Under the hood, it reads the same data that powers docker stats, but it does
so in a structured, pipeline-friendly way that's designed for export to an
observability backend.
Dash0 is one such backend that serves as a natural destination for these metrics. Because Dash0 is OpenTelemetry-native, you can point the Collector's OTLP exporter directly at your Dash0 endpoint and container metrics start flowing in without any intermediate translation layers or proprietary agents.
Once the data lands in Dash0, you'll get everything that docker stats can't
offer on its own: historical retention, PromQL-based querying, dashboards built
on the open-source Perses
standard, and alerting that can notify you through Slack, email, or webhooks
when a container crosses a resource threshold.
The real payoff, though, is correlation.
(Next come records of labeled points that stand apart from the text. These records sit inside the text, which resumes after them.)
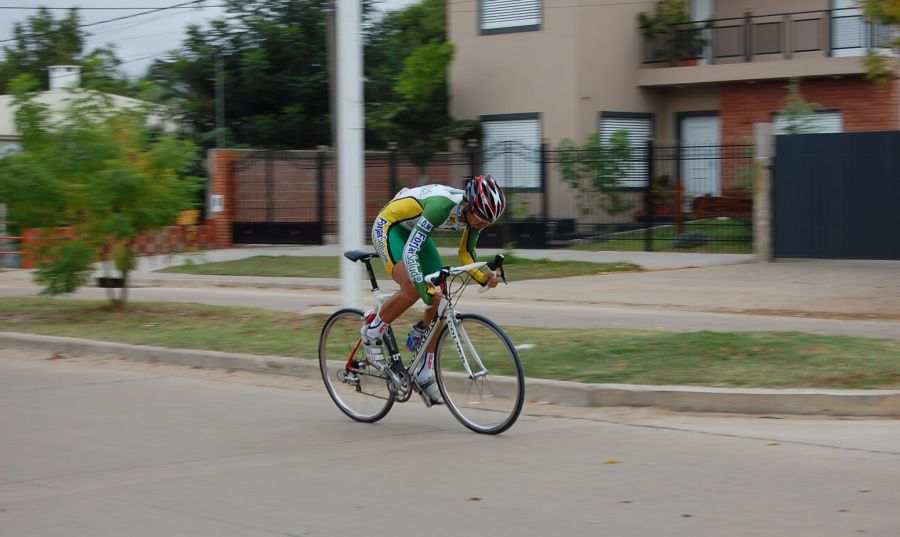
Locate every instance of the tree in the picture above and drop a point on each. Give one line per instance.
(94, 177)
(414, 112)
(798, 113)
(595, 170)
(43, 41)
(276, 77)
(881, 68)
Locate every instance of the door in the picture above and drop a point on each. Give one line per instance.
(700, 154)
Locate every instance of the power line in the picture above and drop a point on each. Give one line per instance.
(79, 8)
(123, 17)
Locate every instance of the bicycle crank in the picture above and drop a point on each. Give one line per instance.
(399, 380)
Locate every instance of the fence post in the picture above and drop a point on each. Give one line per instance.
(472, 149)
(748, 36)
(648, 199)
(392, 168)
(764, 153)
(320, 179)
(545, 202)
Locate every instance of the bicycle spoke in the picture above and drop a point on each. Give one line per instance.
(484, 387)
(366, 398)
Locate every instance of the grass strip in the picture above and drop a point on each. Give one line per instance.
(726, 359)
(517, 268)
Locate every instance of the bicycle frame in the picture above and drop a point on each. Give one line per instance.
(473, 391)
(446, 310)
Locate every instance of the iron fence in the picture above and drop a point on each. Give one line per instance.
(650, 197)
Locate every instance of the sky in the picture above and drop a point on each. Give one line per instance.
(138, 40)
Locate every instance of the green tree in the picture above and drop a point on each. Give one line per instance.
(411, 106)
(595, 171)
(881, 68)
(798, 113)
(95, 178)
(275, 63)
(43, 41)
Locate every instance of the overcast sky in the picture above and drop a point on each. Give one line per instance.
(138, 40)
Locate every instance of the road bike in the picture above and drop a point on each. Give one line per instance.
(476, 365)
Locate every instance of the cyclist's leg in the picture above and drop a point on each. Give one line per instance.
(431, 261)
(392, 254)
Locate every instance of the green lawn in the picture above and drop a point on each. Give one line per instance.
(517, 268)
(759, 359)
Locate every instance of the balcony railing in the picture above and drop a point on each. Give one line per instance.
(832, 32)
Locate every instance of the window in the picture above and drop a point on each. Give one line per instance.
(639, 128)
(825, 121)
(512, 149)
(500, 16)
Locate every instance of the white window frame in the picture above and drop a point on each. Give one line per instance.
(503, 16)
(639, 126)
(524, 133)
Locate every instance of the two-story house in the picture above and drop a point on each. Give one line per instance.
(542, 70)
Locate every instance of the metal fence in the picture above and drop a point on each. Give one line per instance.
(653, 197)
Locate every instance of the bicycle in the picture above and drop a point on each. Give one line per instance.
(476, 365)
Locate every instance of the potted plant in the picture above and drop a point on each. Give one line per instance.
(682, 41)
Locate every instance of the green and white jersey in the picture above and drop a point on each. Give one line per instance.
(422, 210)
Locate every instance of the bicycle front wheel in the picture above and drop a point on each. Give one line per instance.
(481, 379)
(359, 391)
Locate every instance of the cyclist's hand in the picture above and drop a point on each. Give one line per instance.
(437, 296)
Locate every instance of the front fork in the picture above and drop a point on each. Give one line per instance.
(459, 338)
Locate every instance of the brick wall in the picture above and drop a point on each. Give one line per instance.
(864, 106)
(223, 185)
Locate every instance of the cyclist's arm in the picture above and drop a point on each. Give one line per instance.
(420, 233)
(467, 254)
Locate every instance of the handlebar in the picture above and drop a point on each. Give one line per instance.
(440, 277)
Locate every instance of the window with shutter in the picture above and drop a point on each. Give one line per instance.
(512, 150)
(499, 16)
(639, 128)
(826, 121)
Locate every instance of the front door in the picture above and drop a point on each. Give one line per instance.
(700, 156)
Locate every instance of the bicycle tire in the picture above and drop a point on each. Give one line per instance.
(487, 404)
(368, 399)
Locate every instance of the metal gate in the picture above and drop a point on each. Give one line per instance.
(836, 196)
(279, 198)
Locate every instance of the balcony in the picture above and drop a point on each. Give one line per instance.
(758, 47)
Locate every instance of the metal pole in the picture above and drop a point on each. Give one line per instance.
(351, 207)
(648, 200)
(220, 103)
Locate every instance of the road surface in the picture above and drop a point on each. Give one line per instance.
(110, 448)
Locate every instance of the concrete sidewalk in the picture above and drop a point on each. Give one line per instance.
(723, 283)
(868, 403)
(727, 285)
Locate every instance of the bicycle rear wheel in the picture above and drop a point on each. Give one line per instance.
(359, 391)
(488, 397)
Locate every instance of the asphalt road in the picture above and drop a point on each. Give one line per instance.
(110, 448)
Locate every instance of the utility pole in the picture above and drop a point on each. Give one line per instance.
(220, 103)
(351, 182)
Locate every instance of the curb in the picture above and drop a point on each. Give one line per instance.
(869, 403)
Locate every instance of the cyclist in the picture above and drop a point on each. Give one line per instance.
(401, 235)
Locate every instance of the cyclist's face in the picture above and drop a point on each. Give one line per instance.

Container resource metrics in isolation tell you what is happening (CPU spiked, memory is climbing), but not why.
With Dash0, your Docker container metrics live alongside your application traces, logs, and other infrastructure signals in the same platform. When a container's memory starts climbing, you can pivot directly to the traces from that service to see which requests are allocating the most memory, or check the logs for OOM warnings that preceded a restart.
That kind of cross-signal investigation is where a dedicated observability platform pays for itself compared to stitching together CLI tools and scripts.
Final thoughts
docker stats occupies a useful niche in the container monitoring landscape:
it's always available, it requires zero configuration, and it provides enough
information to diagnose most common resource issues during development and for
quick triage on production hosts.
Understanding what each metric actually measures, especially the nuances around CPU percentage calculations and memory cache subtraction, will help you avoid misinterpreting the numbers and making incorrect capacity decisions.
For anything beyond single-host, real-time observation, you'll want to layer on
a proper metrics pipeline. But even then, docker stats remains a valuable
first-line tool.
When something goes wrong and you're SSH'd into a host trying to figure out
which container is misbehaving, there's no faster way to get a read on the
situation than typing docker stats and watching the numbers update.